Monday, April 26, 2010

The Martian Agent, a 1996 screenplay written by Michael Chabon

Thanks to a recent post on the Barsoomian blog JCOMReader about three discarded screenplays (1990, 1991, 2005) from failed attempts to film an A Princess of Mars movie based upon the novels of pulp author Edgar Rice Burroughs, I stumbled across the dormant script to The Martian Agent (Revised Draft, December 18, 1996; 130 p., 5.8 MB), written by Hugo Award-winning science fiction author Michael Chabon. Here are the opening lines:

FADE IN:

STARRY SKY

Amid a million million diamonds, one dark ruby.

EXT. LOUISIANA HIGHWAY (1876) – Night

Starlight, swamp fire in the branches of the trees. CRICKETS and FROGS. The highway bends like a river. Galloping HOOVES in the distance, a maddened horse.

TITLE: BAYOU MOUFFETTE, BRITISH LOUISIANA, 1876

A pair of exhausted black horses careen past, dragging a rocking black coach. A trunk strapped to the top shakes loose, falls off. Bursts open. The horses’ thunder fades.

In the trunk, a framed chromo: a cavalryman with long yellow hair. The caption reads, in florid type, “GENERAL CUSTER” ....
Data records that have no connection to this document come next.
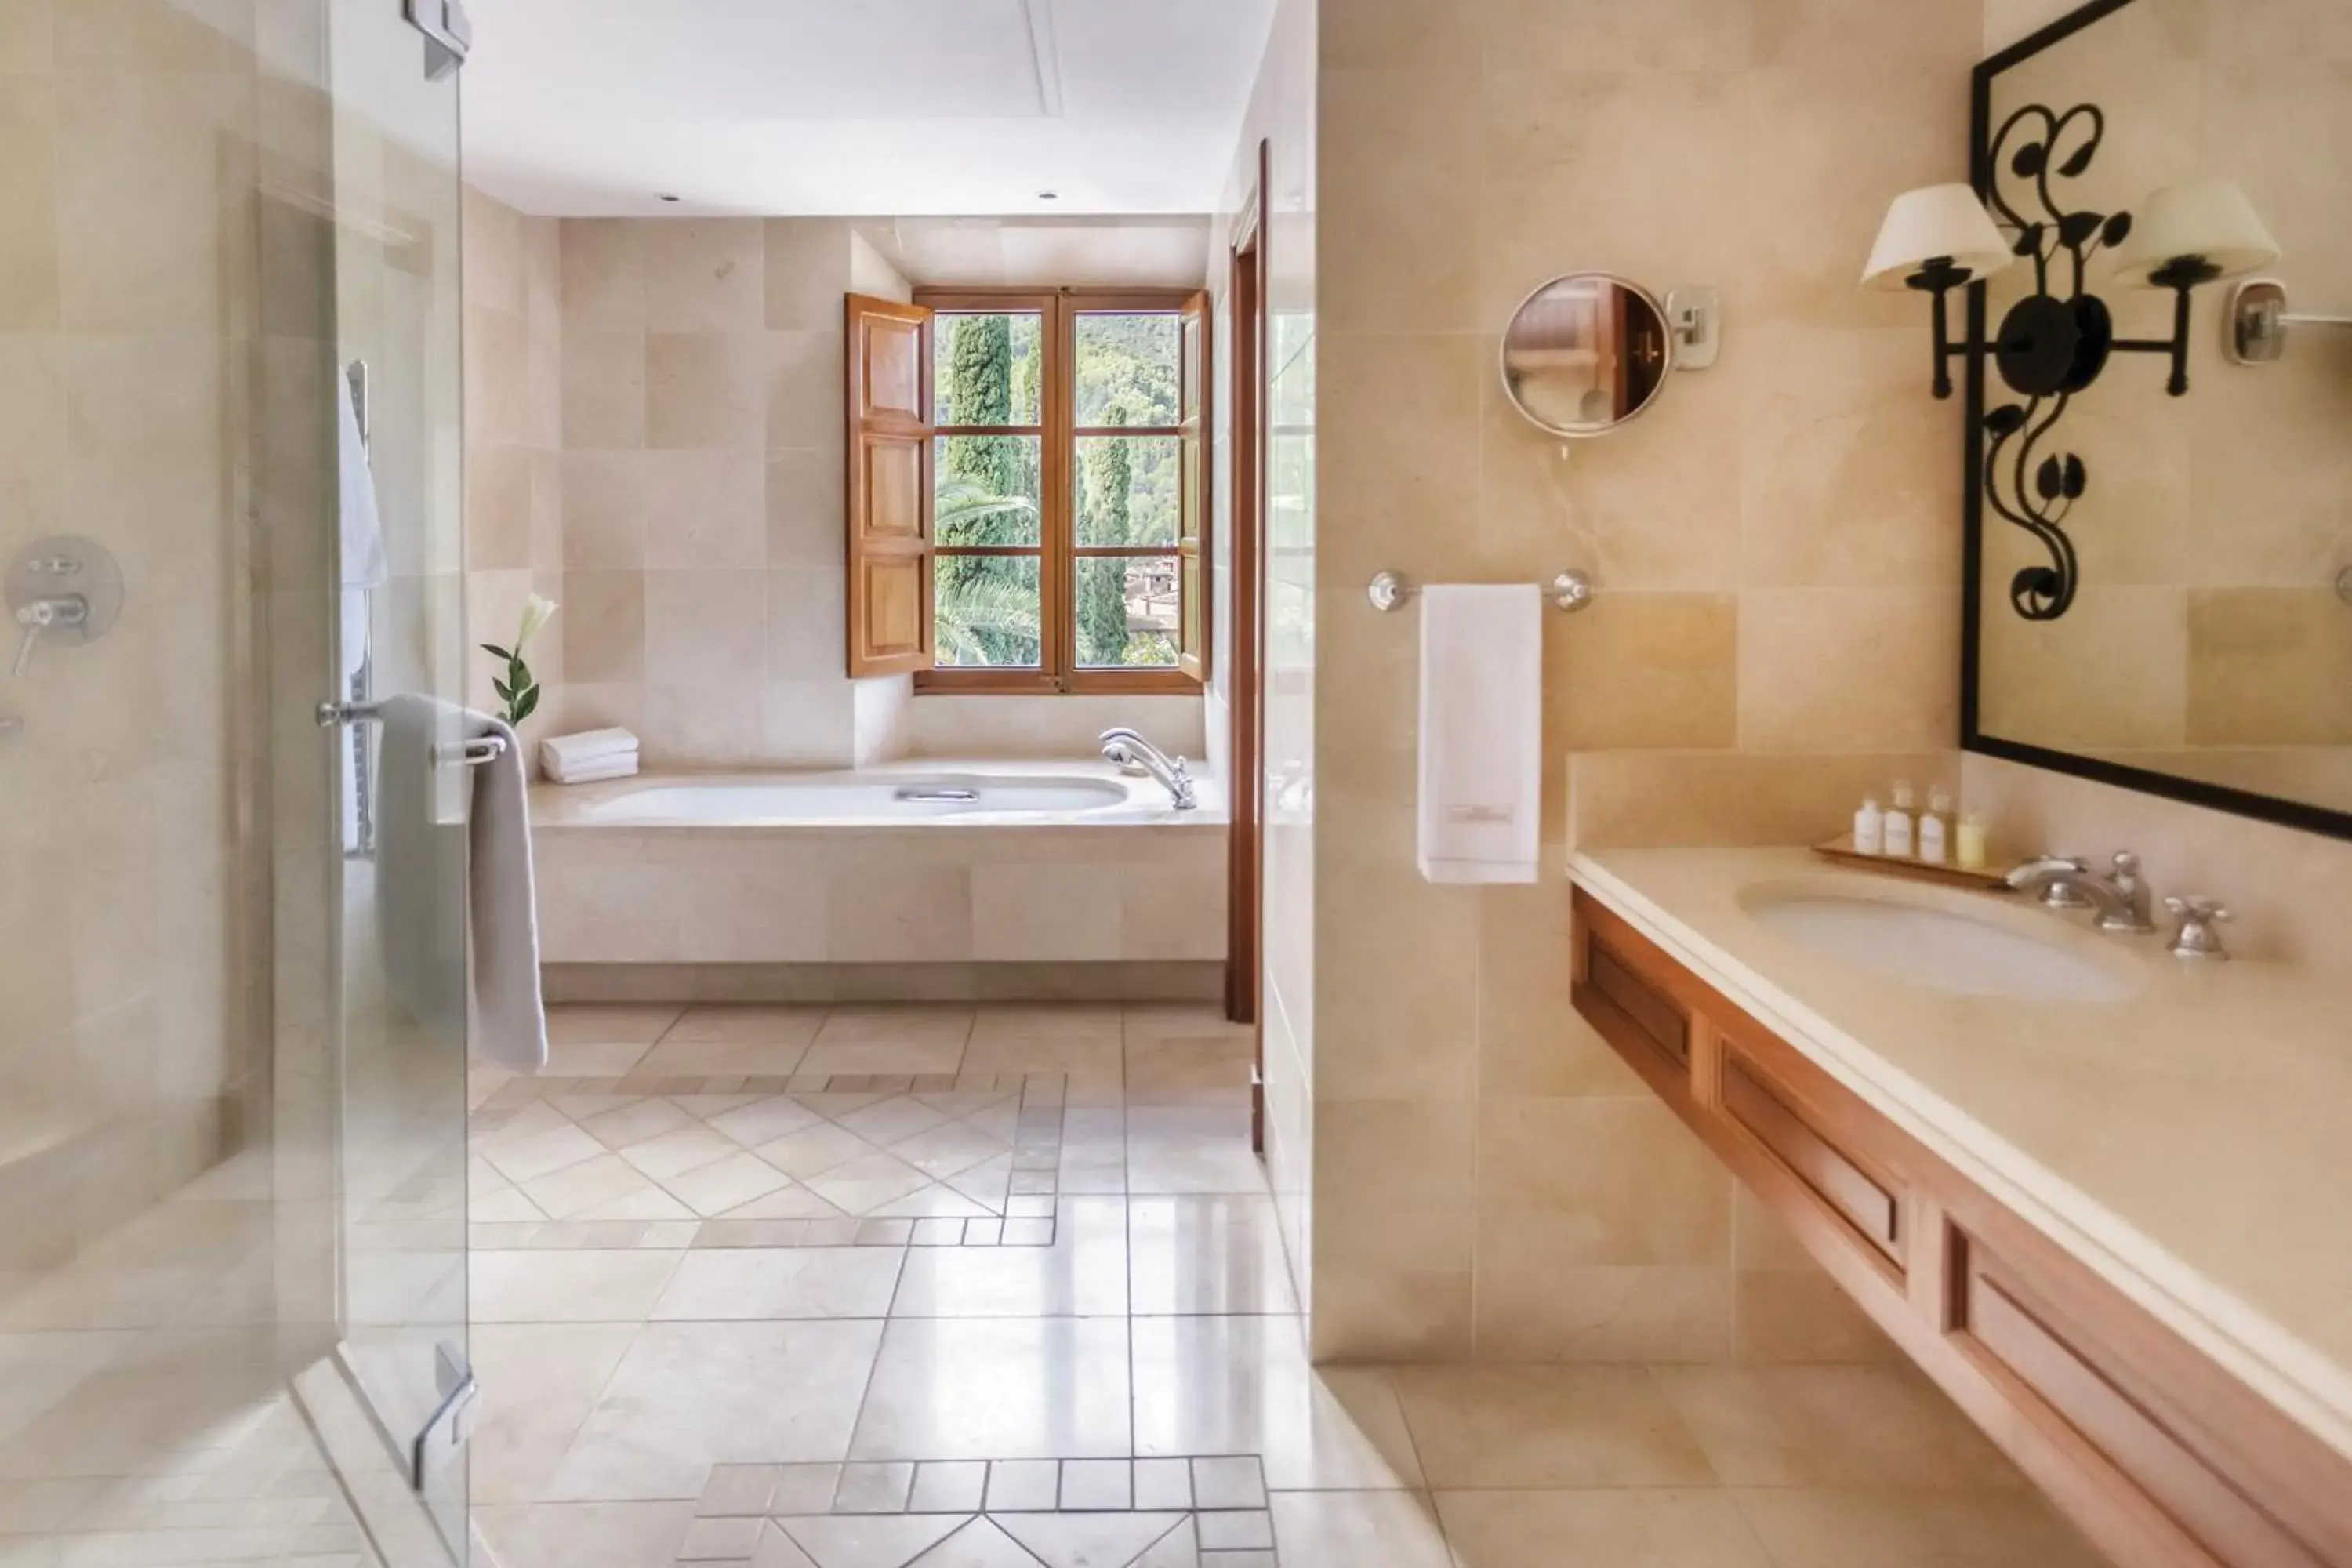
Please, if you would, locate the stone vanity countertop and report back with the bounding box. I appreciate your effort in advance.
[1573,845,2352,1464]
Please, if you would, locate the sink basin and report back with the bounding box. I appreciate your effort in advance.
[1738,882,2142,1004]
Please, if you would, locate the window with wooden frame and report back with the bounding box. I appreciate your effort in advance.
[844,287,1210,693]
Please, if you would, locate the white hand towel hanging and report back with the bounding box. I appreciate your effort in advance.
[1417,583,1542,884]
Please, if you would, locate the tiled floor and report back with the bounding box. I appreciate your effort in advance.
[0,1152,379,1566]
[468,1001,2109,1568]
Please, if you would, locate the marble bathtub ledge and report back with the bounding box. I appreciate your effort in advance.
[1570,844,2352,1467]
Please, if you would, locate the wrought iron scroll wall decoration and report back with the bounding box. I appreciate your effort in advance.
[1977,102,2129,622]
[1866,78,2278,622]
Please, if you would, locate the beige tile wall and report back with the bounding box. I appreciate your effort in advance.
[463,184,566,771]
[0,0,290,1275]
[550,216,910,769]
[1309,0,1987,1362]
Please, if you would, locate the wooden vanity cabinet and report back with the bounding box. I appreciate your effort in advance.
[1570,889,2352,1568]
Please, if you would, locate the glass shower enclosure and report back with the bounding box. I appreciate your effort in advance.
[0,2,474,1562]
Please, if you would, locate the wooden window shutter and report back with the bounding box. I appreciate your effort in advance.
[1176,289,1212,682]
[845,293,935,677]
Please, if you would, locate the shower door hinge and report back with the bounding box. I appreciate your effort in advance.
[409,1341,480,1492]
[405,0,472,78]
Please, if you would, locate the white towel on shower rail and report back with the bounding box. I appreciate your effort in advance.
[376,694,548,1073]
[1417,583,1542,884]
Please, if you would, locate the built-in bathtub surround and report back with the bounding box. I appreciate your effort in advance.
[1311,1,1987,1361]
[532,763,1227,1002]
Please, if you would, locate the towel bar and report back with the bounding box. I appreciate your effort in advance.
[1367,568,1593,614]
[317,700,509,767]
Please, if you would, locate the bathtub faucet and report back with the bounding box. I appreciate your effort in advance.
[1100,728,1197,811]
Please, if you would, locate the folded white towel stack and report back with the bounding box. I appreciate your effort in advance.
[1417,583,1542,884]
[540,728,641,784]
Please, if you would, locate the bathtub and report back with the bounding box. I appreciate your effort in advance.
[575,771,1142,826]
[530,760,1227,1001]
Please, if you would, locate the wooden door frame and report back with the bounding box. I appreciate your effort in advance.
[1226,142,1271,1143]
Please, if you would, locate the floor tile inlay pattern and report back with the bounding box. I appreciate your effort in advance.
[468,1003,2110,1568]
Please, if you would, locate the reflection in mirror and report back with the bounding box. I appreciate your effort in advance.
[1500,274,1672,437]
[1969,0,2352,833]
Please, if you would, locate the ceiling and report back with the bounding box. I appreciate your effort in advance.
[459,0,1279,217]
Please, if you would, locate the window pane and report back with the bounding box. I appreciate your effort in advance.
[1076,554,1180,668]
[936,554,1042,669]
[934,312,1042,426]
[1074,312,1181,427]
[1074,434,1179,547]
[935,435,1040,546]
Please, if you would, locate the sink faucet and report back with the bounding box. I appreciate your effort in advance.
[2005,851,2156,934]
[1099,728,1196,811]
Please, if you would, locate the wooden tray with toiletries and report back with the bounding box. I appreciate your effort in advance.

If I recall, Chabon, who recently signed on as a screenwriter for the long-awaited Disney/Pixar film John Carter of Mars (2012), based the script on his short story “The Martian Agent: a Planetary Romance,” which was originally published in McSweeney's Mammoth Treasury of Thrilling Tales (Issue #10, 1993).

2 comments:

Phil N. said...

I dearly wish that Chabon had continued this story. I finally got around to tracking down the McSweeny's collection and read The Martian Agent. It was well-written, of course, had strong characters and an intriguing set-up. I can only hope that he gets back to this at some point and finishes what would seem to be a very strong proto-steampunk novel. Chabon has said that he likes genre and thinks there is no reason that "genre" and "literary" can't co-exist.

Paul said...

I read the portion that is posted online but it didn't catch my fancy. Nevertheless, I would love to see a full-length novel come to fruition. I'm curious to see how the John Carter of Mars film affects his career.